I think Bruce just gave a good calibration on this with his great description not only of why or why not to breathe Uranium Hexaflouride (cuz you will have to stand on your head to empty it from your lungs!) but also the relative density of the gasses in question.

Try the analogy of mixed drinks. Every good bartender knows that you put the alcohol into the glass first so that when you add the water-based stuff (tonic, seltzer, juice, etc.) the two mix naturally. If you pour the alcohol *over* the watery things, you risk the alcohol "floating" rather than mixing.
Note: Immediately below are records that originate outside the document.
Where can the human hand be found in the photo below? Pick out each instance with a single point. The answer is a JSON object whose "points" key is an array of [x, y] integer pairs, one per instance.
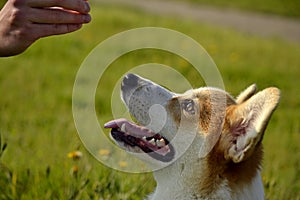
{"points": [[24, 21]]}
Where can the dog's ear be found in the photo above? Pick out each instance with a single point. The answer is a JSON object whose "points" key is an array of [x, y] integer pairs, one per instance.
{"points": [[247, 122], [246, 94]]}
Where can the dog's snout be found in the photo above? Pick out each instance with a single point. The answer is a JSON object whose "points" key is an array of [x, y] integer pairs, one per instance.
{"points": [[130, 81]]}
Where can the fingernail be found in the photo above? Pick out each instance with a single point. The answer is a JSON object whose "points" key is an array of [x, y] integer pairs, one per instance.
{"points": [[87, 7], [87, 18]]}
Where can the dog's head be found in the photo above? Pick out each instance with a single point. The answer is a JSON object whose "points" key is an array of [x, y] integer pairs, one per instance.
{"points": [[206, 119]]}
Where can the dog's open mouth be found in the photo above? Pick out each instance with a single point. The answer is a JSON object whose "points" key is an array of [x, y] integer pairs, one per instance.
{"points": [[148, 141]]}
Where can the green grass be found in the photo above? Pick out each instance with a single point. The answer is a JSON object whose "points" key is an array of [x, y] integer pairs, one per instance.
{"points": [[290, 8], [36, 107]]}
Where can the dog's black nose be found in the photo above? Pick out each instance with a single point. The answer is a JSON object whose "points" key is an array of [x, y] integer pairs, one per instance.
{"points": [[130, 81]]}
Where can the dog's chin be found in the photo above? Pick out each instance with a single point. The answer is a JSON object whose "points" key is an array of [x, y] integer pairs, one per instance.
{"points": [[138, 139]]}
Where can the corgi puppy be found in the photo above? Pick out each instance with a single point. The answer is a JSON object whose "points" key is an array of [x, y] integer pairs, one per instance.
{"points": [[208, 143]]}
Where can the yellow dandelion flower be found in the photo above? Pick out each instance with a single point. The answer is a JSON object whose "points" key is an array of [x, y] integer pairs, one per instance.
{"points": [[104, 152], [74, 170], [234, 57], [75, 155], [123, 164]]}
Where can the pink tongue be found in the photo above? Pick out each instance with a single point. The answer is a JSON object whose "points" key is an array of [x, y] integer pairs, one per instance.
{"points": [[131, 128]]}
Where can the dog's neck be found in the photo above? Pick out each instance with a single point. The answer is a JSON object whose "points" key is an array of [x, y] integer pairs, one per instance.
{"points": [[184, 179], [172, 185]]}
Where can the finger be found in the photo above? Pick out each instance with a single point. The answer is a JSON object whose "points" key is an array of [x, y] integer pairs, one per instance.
{"points": [[43, 30], [57, 16], [80, 6]]}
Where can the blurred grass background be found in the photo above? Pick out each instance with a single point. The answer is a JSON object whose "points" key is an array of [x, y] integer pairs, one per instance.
{"points": [[290, 8], [36, 107]]}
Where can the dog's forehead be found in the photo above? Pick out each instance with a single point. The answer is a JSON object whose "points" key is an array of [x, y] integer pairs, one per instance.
{"points": [[205, 92]]}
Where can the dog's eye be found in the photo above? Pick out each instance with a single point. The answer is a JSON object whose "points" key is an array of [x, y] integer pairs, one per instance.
{"points": [[188, 105]]}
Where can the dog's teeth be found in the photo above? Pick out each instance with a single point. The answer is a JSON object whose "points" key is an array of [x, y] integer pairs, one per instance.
{"points": [[160, 143], [123, 128], [152, 141]]}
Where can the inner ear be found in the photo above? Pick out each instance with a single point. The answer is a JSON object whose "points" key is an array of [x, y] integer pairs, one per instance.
{"points": [[246, 94], [247, 122]]}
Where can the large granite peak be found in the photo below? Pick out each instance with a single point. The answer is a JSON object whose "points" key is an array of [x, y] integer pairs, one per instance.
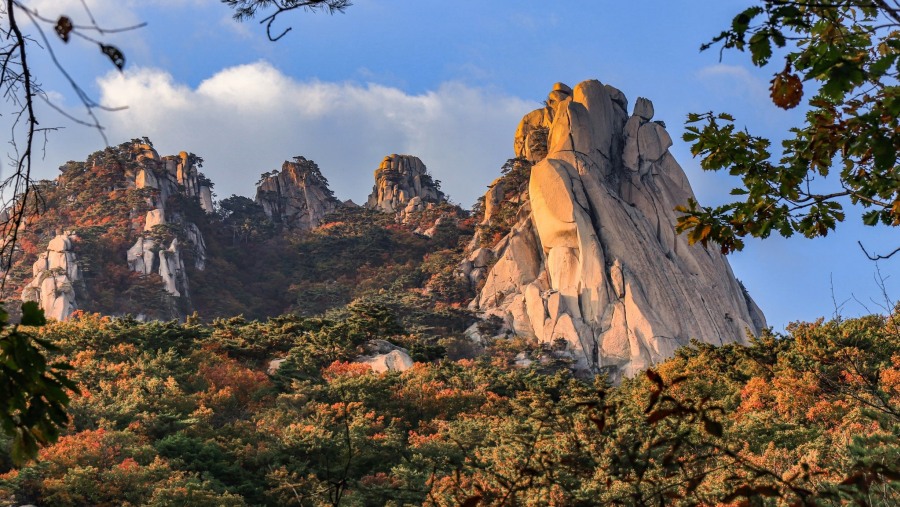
{"points": [[298, 196], [401, 179], [594, 262]]}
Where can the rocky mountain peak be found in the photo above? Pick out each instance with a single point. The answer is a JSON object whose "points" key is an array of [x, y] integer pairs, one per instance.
{"points": [[401, 180], [594, 262], [297, 196]]}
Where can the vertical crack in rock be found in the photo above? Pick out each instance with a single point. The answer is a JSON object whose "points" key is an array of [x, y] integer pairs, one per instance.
{"points": [[297, 197], [602, 202]]}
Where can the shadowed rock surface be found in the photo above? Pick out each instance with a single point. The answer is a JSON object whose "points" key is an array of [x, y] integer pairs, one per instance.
{"points": [[401, 182], [298, 196]]}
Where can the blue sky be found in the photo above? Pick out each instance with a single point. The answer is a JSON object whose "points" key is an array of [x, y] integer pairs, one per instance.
{"points": [[447, 81]]}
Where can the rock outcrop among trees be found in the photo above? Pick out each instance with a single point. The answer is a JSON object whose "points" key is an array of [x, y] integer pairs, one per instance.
{"points": [[55, 274], [593, 264], [298, 196], [402, 184]]}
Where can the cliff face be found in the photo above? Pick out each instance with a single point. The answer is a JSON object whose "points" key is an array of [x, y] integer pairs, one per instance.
{"points": [[401, 182], [129, 216], [593, 261], [56, 272], [165, 177], [298, 196]]}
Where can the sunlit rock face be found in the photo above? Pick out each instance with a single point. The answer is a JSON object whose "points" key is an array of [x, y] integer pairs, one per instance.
{"points": [[298, 196], [165, 177], [402, 184], [55, 273], [594, 262]]}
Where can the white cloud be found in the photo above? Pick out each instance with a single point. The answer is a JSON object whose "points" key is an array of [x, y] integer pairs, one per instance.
{"points": [[246, 120], [734, 80]]}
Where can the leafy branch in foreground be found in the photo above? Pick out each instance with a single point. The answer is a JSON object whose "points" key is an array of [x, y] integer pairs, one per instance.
{"points": [[850, 51], [33, 396], [248, 9]]}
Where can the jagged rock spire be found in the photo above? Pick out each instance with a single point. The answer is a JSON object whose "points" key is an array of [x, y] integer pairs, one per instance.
{"points": [[399, 180], [596, 263], [298, 196]]}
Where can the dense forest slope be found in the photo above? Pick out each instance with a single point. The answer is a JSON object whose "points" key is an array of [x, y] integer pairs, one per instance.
{"points": [[187, 414]]}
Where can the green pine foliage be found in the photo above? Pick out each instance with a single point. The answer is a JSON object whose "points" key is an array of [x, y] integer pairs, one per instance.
{"points": [[169, 413]]}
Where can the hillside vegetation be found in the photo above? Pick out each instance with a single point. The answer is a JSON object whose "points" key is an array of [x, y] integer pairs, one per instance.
{"points": [[186, 414]]}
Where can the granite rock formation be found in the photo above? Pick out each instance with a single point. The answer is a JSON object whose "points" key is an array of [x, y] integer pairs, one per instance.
{"points": [[298, 196], [593, 261], [165, 177], [55, 274], [402, 184], [382, 356]]}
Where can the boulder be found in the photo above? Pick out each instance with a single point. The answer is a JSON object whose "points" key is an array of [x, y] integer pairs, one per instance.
{"points": [[383, 356], [55, 274], [298, 196], [596, 264], [402, 184]]}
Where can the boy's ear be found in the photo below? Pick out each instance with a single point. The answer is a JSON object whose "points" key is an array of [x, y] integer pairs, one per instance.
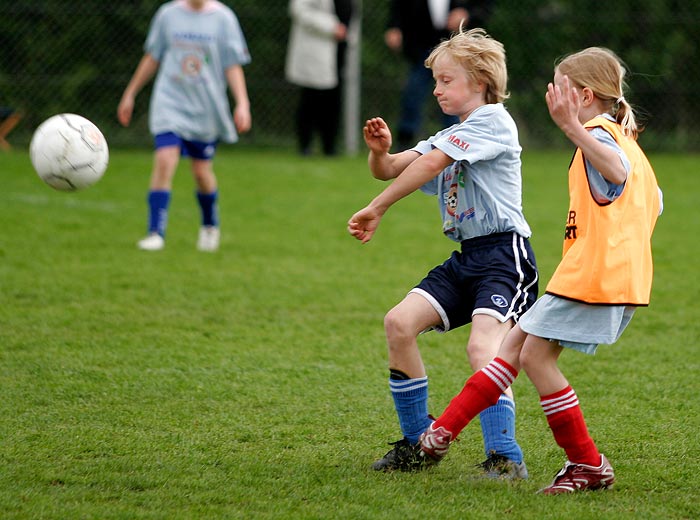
{"points": [[587, 96]]}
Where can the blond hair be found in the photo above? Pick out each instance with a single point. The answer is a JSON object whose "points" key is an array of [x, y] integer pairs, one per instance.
{"points": [[482, 57], [602, 71]]}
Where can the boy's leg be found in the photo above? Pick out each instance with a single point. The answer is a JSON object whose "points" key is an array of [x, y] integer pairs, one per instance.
{"points": [[408, 381], [165, 161], [202, 154]]}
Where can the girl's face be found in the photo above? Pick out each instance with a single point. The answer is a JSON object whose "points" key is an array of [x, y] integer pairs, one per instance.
{"points": [[456, 94]]}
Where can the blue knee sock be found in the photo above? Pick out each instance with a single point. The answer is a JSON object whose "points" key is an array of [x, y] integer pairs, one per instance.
{"points": [[207, 203], [158, 202], [411, 402], [498, 429]]}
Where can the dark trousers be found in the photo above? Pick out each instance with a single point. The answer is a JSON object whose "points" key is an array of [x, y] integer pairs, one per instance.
{"points": [[319, 112]]}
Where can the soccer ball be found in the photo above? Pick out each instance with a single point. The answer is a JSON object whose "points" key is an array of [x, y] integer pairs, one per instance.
{"points": [[69, 152]]}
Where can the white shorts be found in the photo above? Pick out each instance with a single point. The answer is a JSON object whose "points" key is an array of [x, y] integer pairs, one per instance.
{"points": [[575, 325]]}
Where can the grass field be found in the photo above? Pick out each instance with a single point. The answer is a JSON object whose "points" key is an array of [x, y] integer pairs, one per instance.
{"points": [[251, 383]]}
We could go into the implications of low and high "proof" alcohol, etc.

But are you surprised that your bottle of wine, beer, or hard liquor hasn't seperated before you even get to pour it?

AS I think Doug mentioned, thermal energy alone is a good mixer... even without the constant stirring of wind and convection...

- Steve

Sorry. Mixed up the weight of N and O. So my question should have been, Why don't we wake up in a layer of oxygen on still nights?

Which brings us to your question about what would make me expect that a mixture would separate out into its lighter and heavier components. You tell me! Other things being equal, don't heavier things tend to sink when mixed with lighter ones?

N

*From:*friam-boun...@redfish.com [mailto:friam-boun...@redfish.com] *On Behalf Of *Douglas Roberts
*Sent:* Tuesday, June 12, 2012 2:43 PM
*To:* The Friday Morning Applied Complexity Coffee Group
*Subject:* Re: [FRIAM] atmospherics

Let's not ignore temperature: my farts are a good 20 degrees F above ambient (at present), and tend to rise before mixing into the unfortunate nearby environs. And, just in case you were wondering what the composition of a fart was:

The major components of the flatus, which are odorless, by percentage are:^[4] <http://en.wikipedia.org/wiki/Flatulence#cite_note-3>

§Nitrogen <http://en.wikipedia.org/wiki/Nitrogen>: 20--90%

§Hydrogen <http://en.wikipedia.org/wiki/Hydrogen>: 0--50%

§Carbon dioxide <http://en.wikipedia.org/wiki/Carbon_dioxide>: 10--30%

§Oxygen <http://en.wikipedia.org/wiki/Oxygen>: 0--10%

§Methane <http://en.wikipedia.org/wiki/Methane>: 0--10%

*4. ^ <http://en.wikipedia.org/wiki/Flatulence#cite_ref-3>*"Human Digestive System" <http://www.britannica.com/eb/article-45361/human-digestive-system#294193.hook>. /Encyclopædia Britannica/. Retrieved 2007-08-22.

--Doug

On Tue, Jun 12, 2012 at 12:33 PM, Roger Critchlow <r...@elf.org <mailto:r...@elf.org>> wrote:

Nick --

N2 weighs 28 gm/mole, O2 weighs 32 gm/mole, Ar weighs 40 gm/mole, CO2 weighs 44 gm/mole, and H2O weighs 18 gm/mole.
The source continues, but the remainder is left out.